Emas Fisik vs Emas Digital: Mana yang Lebih Cuan dan Relevan di Era QRIS?
Emas tetap menjadi investasi favorit di Indonesia, dari zaman dahulu hingga era digital. Logam mulia ini dianggap sebagai aset "safe haven" yang melindungi kekayaan dari inflasi dan ketidakpastian ekonomi. Namun, di tengah maraknya transaksi cashless via QRIS, muncul pertanyaan: emas fisik atau digital, mana yang lebih unggul? Apakah menyimpan emas masih relevan?
Â
Berikut ulasan berdasarkan pengalaman masyarakat, kelebihan, kekurangan, dan relevansi emas di era modern.
Emas Fisik: Kepemilikan Nyata yang Menenangkan
Emas fisik, seperti batangan Antam, punya daya tarik tersendiri. Banyak orang merasa aman karena bisa memegang dan melihat emasnya langsung. "Pegang emas batangan itu rasanya punya harta beneran," kata Budi, karyawan swasta di Jakarta yang rutin membeli emas Antam sejak 2016. Emas fisik, terutama Antam, punya nilai jual tinggi dan mudah diterima di toko emas resmi atau Pegadaian. Data Kompas.com (2025) mencatat keuntungan penjualan emas Antam mencapai 32,48% dalam setahun terakhir.
Namun, emas fisik punya tantangan. Biaya penyimpanan jadi kendala utama. Budi pernah menyewa brankas bank dengan biaya Rp500.000 per tahun untuk keamanan. "Simpan di rumah takut dicuri, tapi biaya brankas mengurangi untung," keluhnya. Biaya cetak untuk gramasi kecil juga membuat harga beli lebih mahal. Proses jual-beli emas fisik pun kadang merepotkan, karena harus datang langsung ke toko emas atau butik Antam, terutama saat antrean panjang.
Emas Digital: Praktis untuk Generasi Mobile
Emas digital menawarkan kemudahan yang selaras dengan era QRIS. Melalui aplikasi seperti Pluang, Treasury, atau IndoGold, kamu bisa membeli emas mulai dari Rp5.000 tanpa repot menyimpan fisiknya. "Saya suka emas digital, bisa beli lewat HP sambil ngopi," ujar Rina, freelancer yang berinvestasi via Treasury. Emas digital bebas biaya penyimpanan dan risiko pencurian, karena emas fisik disimpan oleh lembaga seperti PT Kliring Berjangka Indonesia (KBI).
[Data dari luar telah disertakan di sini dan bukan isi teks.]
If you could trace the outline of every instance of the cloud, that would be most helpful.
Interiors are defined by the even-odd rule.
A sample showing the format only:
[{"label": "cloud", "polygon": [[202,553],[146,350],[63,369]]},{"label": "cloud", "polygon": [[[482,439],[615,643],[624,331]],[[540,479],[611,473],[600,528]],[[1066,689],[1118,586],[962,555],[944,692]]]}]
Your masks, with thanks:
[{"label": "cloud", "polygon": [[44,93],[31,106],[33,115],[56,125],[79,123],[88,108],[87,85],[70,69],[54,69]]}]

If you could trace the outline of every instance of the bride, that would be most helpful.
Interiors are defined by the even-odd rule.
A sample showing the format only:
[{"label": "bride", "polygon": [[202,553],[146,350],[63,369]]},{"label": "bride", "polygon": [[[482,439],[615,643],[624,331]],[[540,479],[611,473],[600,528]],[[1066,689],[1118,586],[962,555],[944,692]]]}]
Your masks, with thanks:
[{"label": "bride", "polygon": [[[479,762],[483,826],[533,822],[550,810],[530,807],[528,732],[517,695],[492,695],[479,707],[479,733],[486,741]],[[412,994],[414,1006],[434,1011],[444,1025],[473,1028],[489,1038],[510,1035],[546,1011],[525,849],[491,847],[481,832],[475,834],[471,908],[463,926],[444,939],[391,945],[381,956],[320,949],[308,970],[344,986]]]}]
Keunggulan lainnya adalah likuiditas tinggi dan harga real-time. Rina pernah mencairkan emas digitalnya dalam hitungan menit via transfer bank, sesuatu yang sulit dilakukan dengan emas fisik. Spread harga emas digital juga cenderung rendah, meningkatkan potensi keuntungan. Bappebti mencatat lonjakan transaksi emas digital sebesar 195% YoY pada Januari 2025, menunjukkan antusiasme masyarakat.
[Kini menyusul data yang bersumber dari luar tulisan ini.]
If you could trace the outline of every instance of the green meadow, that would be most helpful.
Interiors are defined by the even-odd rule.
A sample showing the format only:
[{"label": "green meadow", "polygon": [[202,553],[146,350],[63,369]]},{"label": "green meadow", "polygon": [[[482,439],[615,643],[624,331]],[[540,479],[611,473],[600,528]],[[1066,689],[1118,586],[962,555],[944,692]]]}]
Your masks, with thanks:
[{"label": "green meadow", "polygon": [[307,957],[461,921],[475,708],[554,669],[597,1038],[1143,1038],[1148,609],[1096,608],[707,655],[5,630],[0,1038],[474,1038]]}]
Namun, emas digital punya kelemahan. Beberapa pengguna, seperti Nadeea, mengeluhkan kenaikan harga yang tak sejalan dengan emas fisik. "Emas digital saya naik Rp2 juta, tapi emas fisik dengan gram sama naik lebih tinggi," tulisnya di X. Keamanan platform juga jadi kekhawatiran. Seorang pengguna Reddit menyebut, "Takut aplikasi emas digital kebobolan." Meski platform terpercaya punya enkripsi dan autentikasi ganda, risiko siber tetap ada.